9.3 Seller’s maximum liability, whether in contract, tort, or otherwise, shall not exceed the purchase price actually paid by Buyer for the goods at issue.

10. Confidentiality

10.1 All pictures, samples, documents, and pricing provided in connection with quotations or orders remain the property of Seller.
10.2 Such materials may not be disclosed, copied, or provided to third parties without Seller’s prior written consent.

11. Changes

11.1 Any modifications to these Terms must be made in writing and issued by Seller.

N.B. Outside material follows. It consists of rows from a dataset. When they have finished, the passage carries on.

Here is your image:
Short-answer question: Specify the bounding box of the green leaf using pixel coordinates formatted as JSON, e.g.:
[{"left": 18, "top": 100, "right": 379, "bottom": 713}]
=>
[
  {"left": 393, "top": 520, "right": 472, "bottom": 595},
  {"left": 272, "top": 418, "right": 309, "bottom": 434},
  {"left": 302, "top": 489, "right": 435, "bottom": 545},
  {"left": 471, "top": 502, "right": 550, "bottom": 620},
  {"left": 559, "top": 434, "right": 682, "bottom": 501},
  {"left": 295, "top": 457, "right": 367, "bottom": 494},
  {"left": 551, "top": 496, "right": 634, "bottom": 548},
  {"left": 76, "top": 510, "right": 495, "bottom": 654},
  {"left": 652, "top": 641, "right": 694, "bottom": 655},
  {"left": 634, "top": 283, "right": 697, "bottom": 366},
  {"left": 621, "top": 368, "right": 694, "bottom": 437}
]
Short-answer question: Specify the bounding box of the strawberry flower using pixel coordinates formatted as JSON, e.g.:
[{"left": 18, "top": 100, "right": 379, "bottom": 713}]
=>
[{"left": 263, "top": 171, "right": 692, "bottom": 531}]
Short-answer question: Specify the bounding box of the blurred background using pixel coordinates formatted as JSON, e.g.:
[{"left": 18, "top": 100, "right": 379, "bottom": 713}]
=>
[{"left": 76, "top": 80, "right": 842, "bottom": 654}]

12. Compliance with Laws & Regulations

12.1 Buyer agrees to comply with all applicable export control laws and regulations, including those of the United States, European Union, and United Nations.
12.2 Buyer shall not transfer goods or data to any denied, debarred, or sanctioned parties.
12.3 Upon request, Buyer shall provide Seller with end-user and end-use information.
12.4 Seller may cancel any order without liability if the sale is prohibited by applicable export laws or if Buyer fails to provide required end-use data.

13. Governing Law & Arbitration

13.1 These Terms shall be governed by the substantive laws of the State of California, without regard to its conflict of law provisions.
13.2 Any controversy or claim arising out of or relating to these Terms or any sale of goods shall be resolved by binding arbitration before a single neutral arbitrator.
13.3 The arbitration shall be conducted in Los Angeles, California, USA under the rules of the American Arbitration Association.
13.4 Judgment upon the arbitrator’s award may be entered in any court of competent jurisdiction.